# Partitioned sum of squares

I'm trying to calculate partitioned sum of squares in a linear regression. In the first model, there are two predictors. In the second model, one of these predictors in removed. In the model with two predictors versus the model with one predictor, I have calculated the difference in regression sum of squares to be 2.72 - is this correct? If this is correct, why is the difference in sum of squares 2.72 (quite small) when the difference in r-squared is ~30% (quite large).

# model two predictors
mod <- lm(drat ~ hp + wt, mtcars)

# regression sum of squares two predictors
regressionSumSquares <- sum((predict(mod)-mean(mtcars$drat))*(predict(mod)-mean(mtcars$drat)))

# residuals two predictors
residualSumSquares <- sum((predict(mod)-mtcars$drat)*(predict(mod)-mtcars$drat))

# r-squared two predictors
totalSumSquares <- regressionSumSquares + residualSumSquares
rSquared <- regressionSumSquares/totalSumSquares

# model one predictor
modJustHp <- lm(drat ~ hp, mtcars)

# regression sum of squares one predictor
regressionSumSquaresJustHp <- sum((predict(modJustHp)-mean(mtcars$drat))*(predict(modJustHp)-mean(mtcars$drat)))

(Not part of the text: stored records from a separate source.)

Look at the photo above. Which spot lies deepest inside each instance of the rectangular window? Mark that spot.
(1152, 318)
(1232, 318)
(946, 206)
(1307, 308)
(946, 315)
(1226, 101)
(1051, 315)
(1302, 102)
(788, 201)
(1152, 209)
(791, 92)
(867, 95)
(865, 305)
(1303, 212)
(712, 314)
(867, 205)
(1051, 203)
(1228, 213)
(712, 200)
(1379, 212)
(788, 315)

# residual sum of squares one predictor
residualSumSquaresJustHp <- sum((predict(modJustHp)-mtcars$drat)*(predict(modJustHp)-mtcars$drat))

# r-squared one predictor
totalSumSquaresJustHp <- regressionSumSquaresJustHp + residualSumSquaresJustHp
rSquaredJustHp <- regressionSumSquaresJustHp/totalSumSquaresJustHp

# difference in sum of squares one vs two predictors
regressionSumSquares - regressionSumSquaresJustHp

• I edited difference in $R^2$ to be 30%, not 30. Presume that is what you meant. – Nick Cox Jun 28 '13 at 12:23

## 1 Answer

Look at the output of this:

> var(mtcars$drat)*length(mtcars$drat)
[1] 9.148203
> sum(residuals(mod)^2)
[1] 4.35744
> sum(residuals(modJustHp)^2)
[1] 7.077585


So the null model (intercept only) has a residual sum of squares ~9. Model with 2 regressors ~4 and model with one regressor ~7. The improvement of R-squared of 0.3 from the model with one regressor to the model with 2 regressors seems quite feasible. The idea is always to put a number in a proper context.